According to City Hall officials you cannot trust chickens, especially chickens that live in suburban backyards. They could be carriers of harmful disease. As reported in the Lawrence Journal-World city officials are drawing up an ordinance that would ban individuals from owning chickens in their backyard unless they live on at least five acres and “meet other guidelines.” Public health officials cite chicken’s notoriously substandard hygiene practices as a reason for the ban. It is thought small children might mix it up with the chickens and become ill. I am wondering if this is necessary. Are hyperactive, neglected children escaping from their homes, leaping over backyard fences and mingling with small farm animals? After the chicken encounters, are the children then involuntarily putting their fingers in their mouths? Who are these children? Bob Gent, a local artist and chicken owner defended chicken ownership. He was quoted in the paper as saying that “For me, this is kind of a symbolic gesture,” adding that “It is a recognition of the cycle of life around us. I think society would be better off if we were more connected with where our food came from.”
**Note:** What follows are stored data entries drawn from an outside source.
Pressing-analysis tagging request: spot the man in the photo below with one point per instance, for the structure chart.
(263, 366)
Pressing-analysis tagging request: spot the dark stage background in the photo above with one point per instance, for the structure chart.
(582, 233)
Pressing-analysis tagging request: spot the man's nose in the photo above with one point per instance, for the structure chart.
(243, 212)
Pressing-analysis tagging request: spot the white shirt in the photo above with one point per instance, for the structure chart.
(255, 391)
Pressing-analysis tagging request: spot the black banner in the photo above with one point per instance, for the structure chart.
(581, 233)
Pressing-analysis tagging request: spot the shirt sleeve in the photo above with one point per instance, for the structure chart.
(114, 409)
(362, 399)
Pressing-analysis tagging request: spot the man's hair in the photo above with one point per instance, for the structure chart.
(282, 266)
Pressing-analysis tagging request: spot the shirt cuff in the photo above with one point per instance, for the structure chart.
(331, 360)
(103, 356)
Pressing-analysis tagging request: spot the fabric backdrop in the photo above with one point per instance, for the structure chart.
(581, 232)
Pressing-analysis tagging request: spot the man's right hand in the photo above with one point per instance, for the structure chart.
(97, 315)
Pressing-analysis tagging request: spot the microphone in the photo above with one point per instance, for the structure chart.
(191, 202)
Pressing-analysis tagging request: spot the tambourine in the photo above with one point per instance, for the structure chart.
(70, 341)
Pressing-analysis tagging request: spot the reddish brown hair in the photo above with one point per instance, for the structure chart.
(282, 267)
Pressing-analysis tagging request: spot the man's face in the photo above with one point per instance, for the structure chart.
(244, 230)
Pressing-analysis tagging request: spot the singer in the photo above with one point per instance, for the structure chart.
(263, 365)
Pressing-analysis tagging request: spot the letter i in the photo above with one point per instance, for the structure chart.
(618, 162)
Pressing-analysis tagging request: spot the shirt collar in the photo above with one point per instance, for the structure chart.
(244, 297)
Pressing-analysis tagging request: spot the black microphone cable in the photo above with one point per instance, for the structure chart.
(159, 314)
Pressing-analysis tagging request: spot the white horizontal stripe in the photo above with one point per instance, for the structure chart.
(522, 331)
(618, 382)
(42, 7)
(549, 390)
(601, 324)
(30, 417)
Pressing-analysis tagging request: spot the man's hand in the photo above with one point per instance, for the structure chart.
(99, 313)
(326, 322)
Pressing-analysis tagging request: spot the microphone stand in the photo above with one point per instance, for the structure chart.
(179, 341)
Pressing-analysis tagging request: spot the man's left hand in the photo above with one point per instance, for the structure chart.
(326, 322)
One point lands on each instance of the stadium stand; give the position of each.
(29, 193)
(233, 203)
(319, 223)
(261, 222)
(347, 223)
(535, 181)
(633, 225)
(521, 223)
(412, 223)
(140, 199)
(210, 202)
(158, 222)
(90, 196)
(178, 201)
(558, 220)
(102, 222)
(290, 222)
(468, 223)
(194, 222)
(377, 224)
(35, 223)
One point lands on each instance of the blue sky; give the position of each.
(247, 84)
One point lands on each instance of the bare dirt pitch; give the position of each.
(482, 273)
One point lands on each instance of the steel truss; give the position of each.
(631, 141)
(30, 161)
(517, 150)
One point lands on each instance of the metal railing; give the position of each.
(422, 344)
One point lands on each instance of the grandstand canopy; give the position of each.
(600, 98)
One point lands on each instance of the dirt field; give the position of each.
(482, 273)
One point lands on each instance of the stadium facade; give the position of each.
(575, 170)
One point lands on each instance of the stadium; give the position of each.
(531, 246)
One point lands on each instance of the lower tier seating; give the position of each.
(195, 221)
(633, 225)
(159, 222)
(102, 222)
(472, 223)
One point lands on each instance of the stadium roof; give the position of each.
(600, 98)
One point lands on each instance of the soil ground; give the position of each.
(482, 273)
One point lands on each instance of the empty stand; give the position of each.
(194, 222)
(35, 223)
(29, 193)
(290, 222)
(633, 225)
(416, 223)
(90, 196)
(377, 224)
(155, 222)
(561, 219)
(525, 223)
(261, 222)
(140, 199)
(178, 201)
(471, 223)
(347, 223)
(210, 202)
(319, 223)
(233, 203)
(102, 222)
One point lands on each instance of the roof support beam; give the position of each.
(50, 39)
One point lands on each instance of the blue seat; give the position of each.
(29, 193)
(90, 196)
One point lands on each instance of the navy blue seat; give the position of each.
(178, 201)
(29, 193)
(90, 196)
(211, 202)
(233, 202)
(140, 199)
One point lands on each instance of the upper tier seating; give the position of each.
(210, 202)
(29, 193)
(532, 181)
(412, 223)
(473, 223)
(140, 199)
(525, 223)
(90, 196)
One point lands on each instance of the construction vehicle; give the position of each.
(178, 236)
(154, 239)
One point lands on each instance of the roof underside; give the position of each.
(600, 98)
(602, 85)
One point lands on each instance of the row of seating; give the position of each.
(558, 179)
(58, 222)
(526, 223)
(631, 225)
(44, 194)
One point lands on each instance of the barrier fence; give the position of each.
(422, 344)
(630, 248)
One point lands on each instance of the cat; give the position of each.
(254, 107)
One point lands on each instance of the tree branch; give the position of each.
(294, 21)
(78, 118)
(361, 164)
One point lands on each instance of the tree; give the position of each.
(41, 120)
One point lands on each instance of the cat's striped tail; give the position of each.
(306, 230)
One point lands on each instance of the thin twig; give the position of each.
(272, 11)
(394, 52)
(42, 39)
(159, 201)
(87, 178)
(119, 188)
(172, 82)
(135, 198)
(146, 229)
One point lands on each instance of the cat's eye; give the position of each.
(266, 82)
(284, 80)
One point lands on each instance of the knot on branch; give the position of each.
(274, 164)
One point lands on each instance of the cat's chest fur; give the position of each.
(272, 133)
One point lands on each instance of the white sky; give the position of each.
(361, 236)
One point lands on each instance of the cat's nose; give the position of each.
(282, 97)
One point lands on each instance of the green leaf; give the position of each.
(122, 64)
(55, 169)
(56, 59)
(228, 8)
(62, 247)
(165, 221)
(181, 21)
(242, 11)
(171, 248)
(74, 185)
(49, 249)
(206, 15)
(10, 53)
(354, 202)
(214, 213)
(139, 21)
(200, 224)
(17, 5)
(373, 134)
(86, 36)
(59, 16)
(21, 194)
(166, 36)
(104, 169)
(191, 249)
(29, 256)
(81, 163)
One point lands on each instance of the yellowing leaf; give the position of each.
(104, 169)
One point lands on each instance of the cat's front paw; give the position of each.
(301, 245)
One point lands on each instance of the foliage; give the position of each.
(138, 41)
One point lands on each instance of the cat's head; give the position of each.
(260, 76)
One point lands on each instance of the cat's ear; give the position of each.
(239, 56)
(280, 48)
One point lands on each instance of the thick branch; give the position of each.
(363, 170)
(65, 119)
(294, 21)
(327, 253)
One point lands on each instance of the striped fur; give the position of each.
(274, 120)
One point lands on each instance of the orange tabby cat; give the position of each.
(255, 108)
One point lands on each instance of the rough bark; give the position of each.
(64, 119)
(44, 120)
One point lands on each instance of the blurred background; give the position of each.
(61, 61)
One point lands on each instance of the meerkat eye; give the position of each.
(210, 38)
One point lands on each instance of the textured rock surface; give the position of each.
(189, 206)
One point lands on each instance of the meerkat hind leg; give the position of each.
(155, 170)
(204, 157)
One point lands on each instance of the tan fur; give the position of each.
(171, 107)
Gent is probably right. We are divorced from our food. One of the first lessons of our Media & the Environment class involved me learning that my pipin’ hot McDonald’s flapjacks probably traveled very far distances before arriving on my plate. It was not something I had ever really considered. I’m not sure what I was thinking. That egg McMuffins and hotcakes were being cultivated by local farmers? While Gent should be commended for recognizing the miles and miles that separate us from our food, what if the threat posed to children were actually true? In fact, just a few months ago an Associated Press story by John Heilprin exposed a controversial scientific experiment performed in 2000 by EPA and Johns Hopkins researchers that involved toxic sludge being tilled into yards in low-income neighborhoods as a way of fighting lead poisoning. In fact, the whole experiment was predicated on the assumption that if the children would eat the sludge they would be better protected from lead poisoning. While the researchers, which included Dr. Michael Klag of Johns Hopkins, staunchly denied the toxicity of the tilled substance, it certainly raises questions about the likelihood of children ingesting foreign substances if a prominent research university built an entire experiment around this premise. That said, an ordinance banning backyard chickens seems superfluous and an unnecessary waste of valuable time. If anything, it might encourage people to hoard barnyard animals. Heck, I would consider myself now vaguely intrigued at the prospects of owning some chickens. I bet the eggs taste better and better tasting locally-raised food is nothing to cluck about.